Я как глянул, сразу понял, что про сбор металлолома буду писать, когда мы первое место заняли. Верные пять баллов. И вдруг вспомнил другое, совсем другой день. То есть сначала вдруг мне жарко стало. Потом вдруг землю перед глазами увидел — засохшую, серую, комками. Что это, думаю, откуда? А потом и остальное всё явилось: жёлтые ломкие стебли вверх уходят, и на маленькой скамеечке, переносной, женщина в белой панаме карандаш серпом точит, говорит что-то, смеётся. Это в Пушкине, летом. А это моя мама раньше, молодая. А это её работа — жёлтые стебли вверх, и на некоторых наверху мешочки из пергамента, чтобы колосья не опылялись, как не нужно, — это я только сейчас понял. Это мама моя такой сорт выводила, чтобы не падала рожь, стояла, чтоб убирать её было легче.

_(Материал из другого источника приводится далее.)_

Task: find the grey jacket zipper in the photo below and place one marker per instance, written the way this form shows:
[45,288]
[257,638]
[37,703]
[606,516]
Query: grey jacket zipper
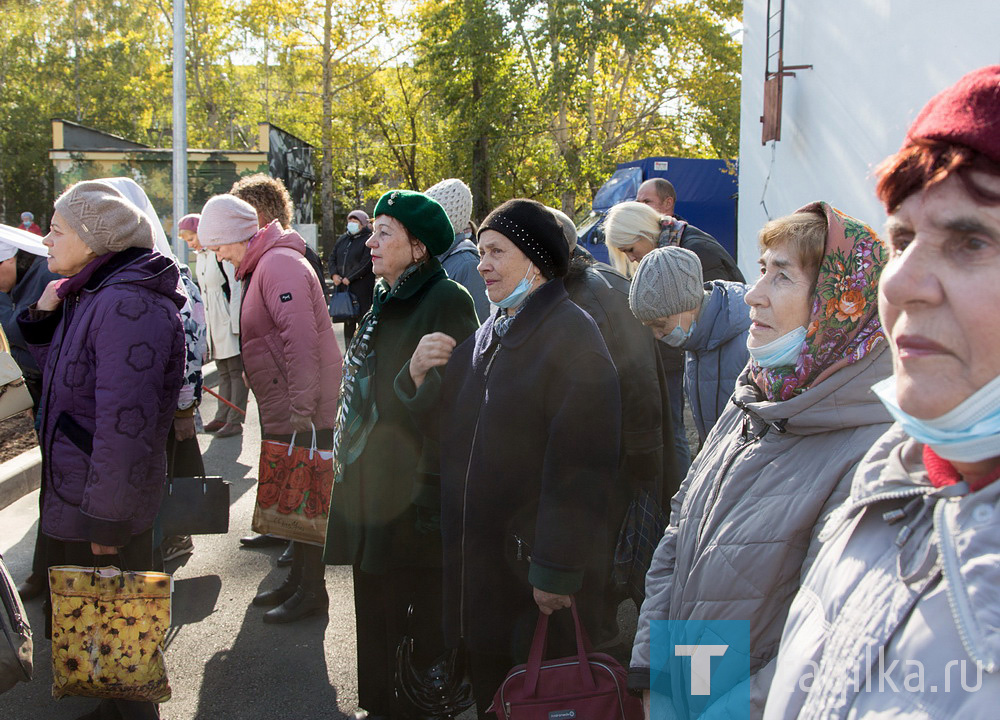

Потом из этого леса жёлтого высокие люди выходят, садятся на корточки, газету стелют и кладут огурцы, хлеб чёрный, мягкий, помидоры, соль. А главное, что мы ели — до сих пор не могу забыть — ели мы что-то в таких маленьких баночках стеклянных с железной крышкой, жёлтое, вроде масла. И так это было вкусно, такое счастье! И сколько я потом ни спрашивал у всех — никто не помнит, что же это такое было, даже форму баночки в воздухе рисовал — никто не помнит, смеются, не было, говорят, ничего такого, выдумываешь. Ничего себе выдумываешь — до сих пор я этот вкус чувствую!